なんというか、根本から変えていきたいね。皆が常に笑顔でいられるようなそんな社会にできたらいいと思う」
どうしたらそうなるのか具体的にはまだ分からないけどな……。
「なるほど……そういったことが出来るようになると良いですね。でも、きっと虻輝様ならできるようになると思いますよ」
「……そうだと良いんだけどね。中々それが難しいんだよ。どうしたらいいか分からないからね」
「そうですよね……具体的に皆さんを常に笑顔に、そして幸せにする方法なんて――ある意味洗脳や薬物みたいなあまりよろしくない方法しかないですからね」
「そうだねぇ、それなら言い方を変えるかな。どんな人間でも生きる価値があるという希望のある世界にしたいという感じかな」
「確かに、現在の日本でも自殺者は減少傾向にありますけどいまだに世界トップレベルの年間自殺者数は記録していますからね。
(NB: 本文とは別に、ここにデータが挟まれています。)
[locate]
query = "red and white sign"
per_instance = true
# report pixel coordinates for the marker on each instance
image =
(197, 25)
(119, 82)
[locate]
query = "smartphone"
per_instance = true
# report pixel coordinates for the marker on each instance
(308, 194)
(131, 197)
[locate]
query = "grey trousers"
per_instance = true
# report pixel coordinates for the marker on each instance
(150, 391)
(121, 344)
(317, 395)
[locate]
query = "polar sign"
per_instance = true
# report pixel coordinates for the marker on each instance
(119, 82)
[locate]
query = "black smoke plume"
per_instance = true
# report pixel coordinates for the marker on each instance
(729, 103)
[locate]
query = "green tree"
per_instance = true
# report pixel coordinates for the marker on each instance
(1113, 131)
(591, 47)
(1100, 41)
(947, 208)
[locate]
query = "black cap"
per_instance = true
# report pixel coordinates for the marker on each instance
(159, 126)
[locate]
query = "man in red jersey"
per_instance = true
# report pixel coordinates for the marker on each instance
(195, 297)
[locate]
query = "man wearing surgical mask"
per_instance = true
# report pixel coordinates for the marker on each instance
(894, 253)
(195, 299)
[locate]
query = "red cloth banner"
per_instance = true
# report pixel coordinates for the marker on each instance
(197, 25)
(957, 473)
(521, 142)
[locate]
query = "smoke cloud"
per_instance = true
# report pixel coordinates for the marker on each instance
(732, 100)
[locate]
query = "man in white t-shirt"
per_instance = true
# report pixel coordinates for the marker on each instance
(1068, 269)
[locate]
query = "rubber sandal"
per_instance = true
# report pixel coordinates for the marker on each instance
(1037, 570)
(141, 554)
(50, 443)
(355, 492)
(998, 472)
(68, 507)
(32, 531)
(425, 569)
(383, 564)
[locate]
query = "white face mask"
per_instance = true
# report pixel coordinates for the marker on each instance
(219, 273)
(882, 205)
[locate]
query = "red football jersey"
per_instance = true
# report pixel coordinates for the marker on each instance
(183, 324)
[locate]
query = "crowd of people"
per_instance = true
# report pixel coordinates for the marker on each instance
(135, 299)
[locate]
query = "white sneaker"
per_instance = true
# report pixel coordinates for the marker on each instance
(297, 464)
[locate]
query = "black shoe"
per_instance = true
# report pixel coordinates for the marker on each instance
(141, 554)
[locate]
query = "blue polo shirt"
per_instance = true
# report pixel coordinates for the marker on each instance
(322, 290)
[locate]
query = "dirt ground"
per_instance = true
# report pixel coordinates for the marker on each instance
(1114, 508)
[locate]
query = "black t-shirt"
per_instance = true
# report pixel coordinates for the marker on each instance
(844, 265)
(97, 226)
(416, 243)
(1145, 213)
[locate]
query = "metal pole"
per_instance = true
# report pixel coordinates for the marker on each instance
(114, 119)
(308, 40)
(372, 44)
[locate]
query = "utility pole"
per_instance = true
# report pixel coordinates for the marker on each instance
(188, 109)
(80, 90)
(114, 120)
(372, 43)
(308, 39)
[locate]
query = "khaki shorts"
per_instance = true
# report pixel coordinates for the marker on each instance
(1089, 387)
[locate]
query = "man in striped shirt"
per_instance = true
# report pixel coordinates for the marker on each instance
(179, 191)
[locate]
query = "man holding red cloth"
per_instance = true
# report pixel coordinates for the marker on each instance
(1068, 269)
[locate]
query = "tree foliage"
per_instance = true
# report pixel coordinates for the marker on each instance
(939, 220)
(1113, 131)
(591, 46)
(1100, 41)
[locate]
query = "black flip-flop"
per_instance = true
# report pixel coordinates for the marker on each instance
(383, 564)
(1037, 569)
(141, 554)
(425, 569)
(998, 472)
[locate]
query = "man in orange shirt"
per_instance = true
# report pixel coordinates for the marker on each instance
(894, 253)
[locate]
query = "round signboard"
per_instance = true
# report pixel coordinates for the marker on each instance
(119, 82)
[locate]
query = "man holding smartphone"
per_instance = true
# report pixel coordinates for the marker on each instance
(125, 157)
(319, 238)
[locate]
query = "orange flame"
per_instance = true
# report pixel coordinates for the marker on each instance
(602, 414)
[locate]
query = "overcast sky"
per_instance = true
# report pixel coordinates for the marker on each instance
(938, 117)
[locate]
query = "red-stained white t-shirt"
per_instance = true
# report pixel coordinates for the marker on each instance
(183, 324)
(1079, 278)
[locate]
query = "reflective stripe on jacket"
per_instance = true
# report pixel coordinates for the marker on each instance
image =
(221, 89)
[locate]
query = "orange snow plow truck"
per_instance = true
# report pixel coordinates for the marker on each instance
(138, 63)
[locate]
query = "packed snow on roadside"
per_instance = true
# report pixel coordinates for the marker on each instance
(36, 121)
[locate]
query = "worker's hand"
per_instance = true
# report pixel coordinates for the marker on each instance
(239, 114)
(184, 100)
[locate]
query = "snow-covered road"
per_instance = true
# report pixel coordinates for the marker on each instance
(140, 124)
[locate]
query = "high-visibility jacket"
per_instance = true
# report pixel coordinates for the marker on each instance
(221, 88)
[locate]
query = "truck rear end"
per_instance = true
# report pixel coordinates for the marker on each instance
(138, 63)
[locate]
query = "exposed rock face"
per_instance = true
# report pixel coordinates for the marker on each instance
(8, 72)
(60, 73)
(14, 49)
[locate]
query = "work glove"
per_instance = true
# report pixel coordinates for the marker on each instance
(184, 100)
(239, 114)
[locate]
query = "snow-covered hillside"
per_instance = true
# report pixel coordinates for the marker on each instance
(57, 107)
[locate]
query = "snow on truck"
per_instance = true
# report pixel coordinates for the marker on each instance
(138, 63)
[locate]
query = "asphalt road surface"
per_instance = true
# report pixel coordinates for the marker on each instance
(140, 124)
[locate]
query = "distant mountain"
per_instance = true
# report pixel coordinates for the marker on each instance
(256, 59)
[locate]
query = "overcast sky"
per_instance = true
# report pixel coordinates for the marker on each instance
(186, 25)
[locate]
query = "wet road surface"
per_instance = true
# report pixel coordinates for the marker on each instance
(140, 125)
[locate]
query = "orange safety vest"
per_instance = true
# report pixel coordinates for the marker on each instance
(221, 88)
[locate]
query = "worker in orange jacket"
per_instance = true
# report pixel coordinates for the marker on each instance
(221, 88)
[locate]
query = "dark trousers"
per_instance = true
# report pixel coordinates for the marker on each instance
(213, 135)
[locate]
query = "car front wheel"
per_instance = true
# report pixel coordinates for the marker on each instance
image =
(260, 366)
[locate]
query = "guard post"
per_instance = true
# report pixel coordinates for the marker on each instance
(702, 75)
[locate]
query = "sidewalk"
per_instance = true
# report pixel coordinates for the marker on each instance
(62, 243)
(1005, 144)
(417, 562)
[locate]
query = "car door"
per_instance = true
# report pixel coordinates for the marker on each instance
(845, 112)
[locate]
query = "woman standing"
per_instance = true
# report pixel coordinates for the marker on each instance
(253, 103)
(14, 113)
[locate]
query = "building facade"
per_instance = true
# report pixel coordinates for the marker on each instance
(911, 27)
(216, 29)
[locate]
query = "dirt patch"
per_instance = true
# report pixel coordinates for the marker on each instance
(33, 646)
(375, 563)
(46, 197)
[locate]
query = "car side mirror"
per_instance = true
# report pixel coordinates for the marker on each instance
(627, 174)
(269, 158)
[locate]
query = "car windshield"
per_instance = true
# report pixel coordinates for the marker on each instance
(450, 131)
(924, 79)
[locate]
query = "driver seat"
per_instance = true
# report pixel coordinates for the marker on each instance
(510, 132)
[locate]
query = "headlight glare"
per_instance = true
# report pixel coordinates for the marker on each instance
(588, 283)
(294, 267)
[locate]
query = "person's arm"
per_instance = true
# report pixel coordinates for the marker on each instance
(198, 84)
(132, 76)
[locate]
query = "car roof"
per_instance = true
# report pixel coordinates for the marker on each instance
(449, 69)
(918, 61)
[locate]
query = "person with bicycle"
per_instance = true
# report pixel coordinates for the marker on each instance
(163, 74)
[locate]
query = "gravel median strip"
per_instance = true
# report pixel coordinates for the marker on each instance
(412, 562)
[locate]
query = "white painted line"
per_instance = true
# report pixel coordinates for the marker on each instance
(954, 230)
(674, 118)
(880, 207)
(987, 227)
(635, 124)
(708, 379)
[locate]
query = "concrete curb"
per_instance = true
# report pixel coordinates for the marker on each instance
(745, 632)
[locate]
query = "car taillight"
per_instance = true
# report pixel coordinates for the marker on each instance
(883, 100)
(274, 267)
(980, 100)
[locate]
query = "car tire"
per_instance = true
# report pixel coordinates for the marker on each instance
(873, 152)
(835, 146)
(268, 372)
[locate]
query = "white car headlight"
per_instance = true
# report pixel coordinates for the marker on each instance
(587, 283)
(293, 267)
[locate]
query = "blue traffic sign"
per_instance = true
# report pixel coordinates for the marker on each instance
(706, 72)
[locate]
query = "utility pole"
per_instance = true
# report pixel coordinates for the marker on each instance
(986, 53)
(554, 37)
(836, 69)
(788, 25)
生きている価値があると皆さんが思えたら自殺者もいなくなるのではないでしょうかね」
「う、うん……」
自殺者が多いのは、“犯罪者となった人”が献体をしたくない人が絶望して命を絶っているのが多いと以前聞いたことがある。僕も一翼を担っているわけだが……。
「あ、着きましたよ。頑張ってくださいね」
気が付けば本社最上階のエントランスに着陸していた。雑談をしていたらあっという間という感じがした。
虻利家はその“洗脳”に近い方法と人体実験を行うことで神に近づこうとする方策を取っている。僕はそんな方法ではなく“本当の幸せ”とは何か? それを知りたい。
「なぁ美甘……」
「どうかされました」
「聞いてくれてありがとな。少しは気が晴れたよ」
僕は車を降りながら美甘に握手を求めた。美甘は突然の僕の行動に戸惑いながらも握手をしてくれた。
「いえいえ、結局問題は解決されていないようなので……こんな会話で少しでもお役に立てたなら何よりです」
確かに何も解決はしていないのだが、絶対的に気が楽になったとは言える。
少なくとも玲姉とまどかと言い合っていた時と比べたら、少し俯瞰して物事を見ることが出来、晴れやかな気分と言える。
僕は今現在、お世辞以外では全くもって「ありがとう」と言われる存在ではないとは思う。でも、せめて受けた恩に対して最低限「ありがとう」と言っていかないとな。